For I was never taken by the sort of comedian so popular in America of which he was a type: the schlemiel. Jerry Lewis, Bob Hope, Lou Costello, Danny Kaye – I was drawn to them only insofar as they evinced quick wit. But as dummies, they bored me. I was pitiless.
So I never saw Red Skelton. He made a movie with Fred Astaire, but I didn’t pay any attention to him. I found him profoundly unfunny, grating even, a suck-up.
Since I am sometimes interested in challenging my biases, I took this out of the library, and immediately rolled on the floor laughing. For me, now, he is a very funny man. I was mistaken. No, not mistaken about his cheese-eating persona, but about walking away so soon all those years ago.

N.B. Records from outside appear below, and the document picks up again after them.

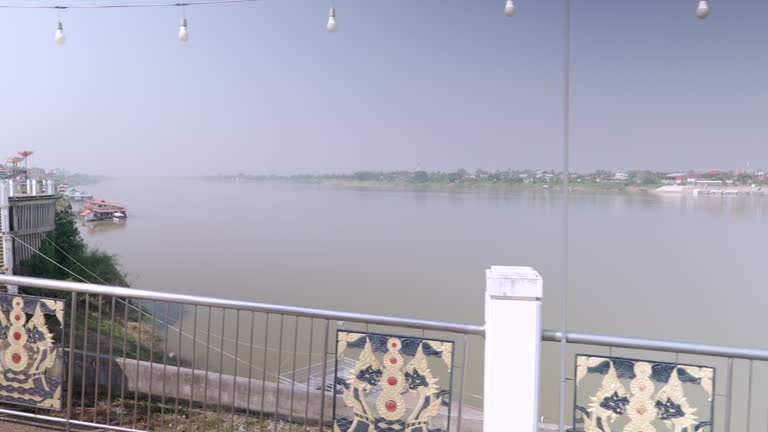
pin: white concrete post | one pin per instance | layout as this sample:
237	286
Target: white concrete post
5	228
512	349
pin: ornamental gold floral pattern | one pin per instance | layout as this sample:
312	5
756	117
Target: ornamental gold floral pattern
31	356
623	395
394	384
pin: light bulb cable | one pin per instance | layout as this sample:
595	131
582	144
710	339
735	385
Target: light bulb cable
130	6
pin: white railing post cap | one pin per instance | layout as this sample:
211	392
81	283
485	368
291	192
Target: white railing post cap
514	282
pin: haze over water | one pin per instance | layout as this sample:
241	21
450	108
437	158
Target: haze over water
643	265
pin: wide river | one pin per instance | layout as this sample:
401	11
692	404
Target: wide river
644	265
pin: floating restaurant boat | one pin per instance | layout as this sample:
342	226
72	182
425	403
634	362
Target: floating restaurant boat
77	195
99	210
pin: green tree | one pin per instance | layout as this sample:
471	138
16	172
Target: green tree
420	177
63	249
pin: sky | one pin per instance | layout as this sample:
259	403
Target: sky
262	88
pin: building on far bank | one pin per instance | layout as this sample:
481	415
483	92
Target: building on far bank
27	215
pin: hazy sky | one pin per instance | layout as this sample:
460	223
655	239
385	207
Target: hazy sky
263	88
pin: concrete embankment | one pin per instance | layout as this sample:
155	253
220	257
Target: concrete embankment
129	376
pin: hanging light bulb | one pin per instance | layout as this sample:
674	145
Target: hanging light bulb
703	10
509	8
332	20
60	38
183	33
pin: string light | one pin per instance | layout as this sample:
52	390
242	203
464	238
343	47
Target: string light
183	33
509	8
60	38
332	20
703	10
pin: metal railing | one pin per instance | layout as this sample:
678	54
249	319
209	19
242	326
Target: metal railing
742	372
149	360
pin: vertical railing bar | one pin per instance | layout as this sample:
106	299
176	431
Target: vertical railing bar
325	375
98	362
293	374
309	370
250	366
729	396
111	357
178	361
124	379
277	376
194	354
85	351
462	377
207	360
138	359
749	397
237	359
221	361
151	361
71	365
264	374
166	324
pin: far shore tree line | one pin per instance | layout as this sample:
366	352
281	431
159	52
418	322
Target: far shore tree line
535	177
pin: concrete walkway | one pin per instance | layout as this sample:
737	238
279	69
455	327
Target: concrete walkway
8	423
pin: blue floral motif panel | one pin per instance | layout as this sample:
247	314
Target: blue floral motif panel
625	395
386	383
31	354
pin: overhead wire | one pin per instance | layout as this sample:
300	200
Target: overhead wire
143	312
130	6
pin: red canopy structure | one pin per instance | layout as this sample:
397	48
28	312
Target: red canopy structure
25	154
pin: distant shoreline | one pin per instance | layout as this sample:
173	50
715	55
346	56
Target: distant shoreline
376	185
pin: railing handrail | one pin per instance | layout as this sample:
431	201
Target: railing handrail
106	290
724	351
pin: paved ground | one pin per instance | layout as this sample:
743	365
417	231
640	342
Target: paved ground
23	425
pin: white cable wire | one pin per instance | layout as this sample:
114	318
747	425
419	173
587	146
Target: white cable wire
140	310
131	6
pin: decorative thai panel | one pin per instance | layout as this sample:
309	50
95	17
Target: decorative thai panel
31	353
388	383
623	395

Once he goes into his act, he is titanic.
I never saw him on Television, and these are 10 shows from his TV shows. I don’t know which volume I have here, for there are many and they are not properly numbered, but it is the one with the show in which he, as Freddie The Freeloader and Ed Wynn, adopt a squalling baby. Even funnier is a skit with Jane Russell as a dance-hall hostess-cum-Belle Starr. And funnier still is the one with Marilyn Maxwell where he simply sits on a soldering iron, and we watch his face screw into madnesses of agony.
For as a performer he has a genius with props. And he has a genius with witty sets, grace á the imaginations of his designers. He is a good mime. And his characters work well because they are greedy, mean, overbearing, dumb, and in all ways drolly human.
Red Skelton is a tonic. I love low humor. Sometimes. And sometimes I have to question those “sometimes” and go back and check them out. As here. Thanks, Red Skelton. Sorry. And welcome.